Atatiana Jefferson‘s young nephew told detectives of the moment he saw his “auntie” shot and killed in the bedroom of their Texas home.
The man who shot her, former Fort Worth police officer Aaron Dean, has yet to share his side of the story, however.
Dean, 34, faces a murder charge after fatally shooting the young woman through a window last in the early morning hours of last Saturday. Jefferson, 28, was at a relative’s home playing video games with her nephew when the shooting occurred.
The ex-cop resigned on Monday before he could be fired, but was later arrested and charged in Jefferson’s killing. After just a few hours in jail, Dean was released after posting $200,000 bond.
Interim Police Chief Ed Kraus said that since the shooting, Dean has been uncooperative and refuses to speak with investigators. An arrest affidavit states that the former officer declined an interview with detectives in the immediate aftermath of the deadly shooting.
Lawyers for Dean have also declined to comment on the case, but promised to provide a written statement at a later date. That still hasn’t happened.
“He resigned before his opportunity to be cooperative,” Kraus of the former officer said at a press conference earlier this week.

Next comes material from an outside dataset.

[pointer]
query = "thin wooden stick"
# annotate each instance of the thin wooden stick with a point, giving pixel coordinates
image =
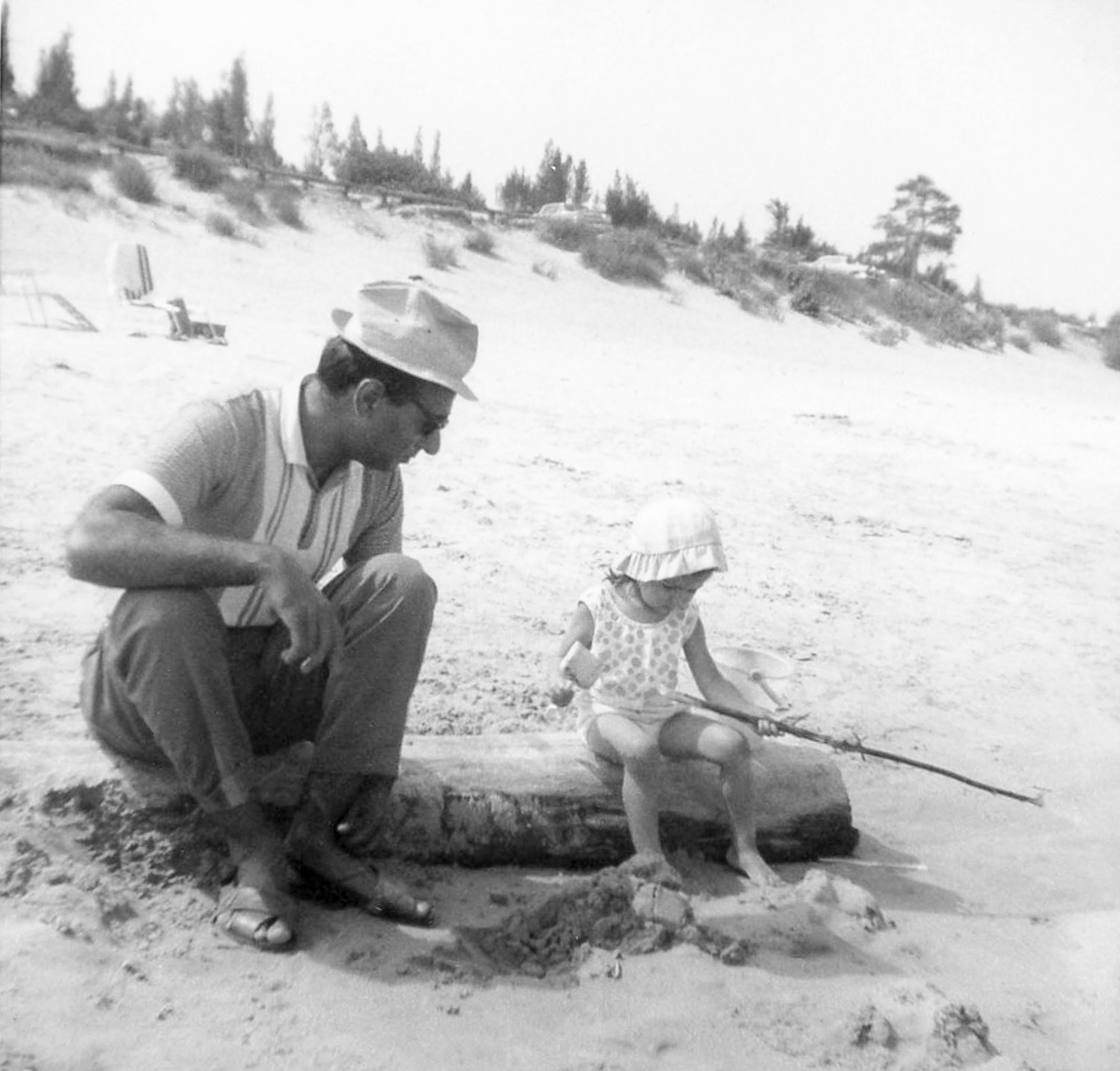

According to FOX 6, it’s the norm for officers to provide an oral or written statement within 72 hours of a police shooting, explaining what happened. At the time of his resignation, Dean also refused to give a written statement, the affidavit stated.
“I cannot tell you what he felt,” the police chief added. “He did not give a statement.”
Police arrived to Jefferson’s home in the early hours of Oct. 12 after getting an “open structure call.” Per The Dallas Morning News, “Responding officers received information from dispatch about an ‘open structure’ call, which Kraus said requires a more heightened response than a welfare check.”
A concerned neighbor had called the department’s non-emergency line after noticing Jefferson’s front door was open and the lights were on, which he said was unusual for that time of night.
Dean and another officer arrived about 15 minutes later but never announced themselves as law enforcement.
When Jefferson heard strange noises outside the window, her nephew, Zion, told authorities that his aunt grabbed a firearm from her purse and raised it. She had it pointed at the window when Dean shot her from the other side.
“Jefferson raised her handgun, pointed it toward the window, then Jefferson was shot and fell to the ground,” the affidavit recalls Zion telling police, noting how his aunt cried out in pain.
Since then, the family said young Zion is much more reserved and cautious these days.
“His mom tells me that she can see little changes in his character,” Lee Merritt, the family’s attorney, told the Fort Worth Star-Telegram. “Now when entering a room, he’ll kind of wait and watch the adults go in first. He’ll wait to see if the coast is clear and then he’ll enter.”
Merritt said Zion is still upbeat like most kids, however, the trauma is still there. To help him cope with sudden, violent loss of his aunt, the attorney said he’s made plans for Zion to speak with a pastor and that the family is working “to get him signed up for professional counseling as well.”
Local faith leaders are also working to get the Jefferson family justice. On Wednesday, Black clergy and leaders in the Fort Worth community called on the federal government to intervene and force the city’s police to change its practices.
Together, community leaders announced a joint effort to secure a federal consent decree that would mandate reforms at the Forth Worth Police Department.
“This is a fundamental attack on the Constitution of United States,” said Rev. Kyev Tatum of New Mount Rose Baptist Church, according to The Dallas Morning News. “It is an affront to the Second Amendment. The Constitution is on trial right now in Fort Worth.”
Tatum said the group plans to pen a letter signed by organizers and faith leaders to the U.S. attorney general seeking the decree.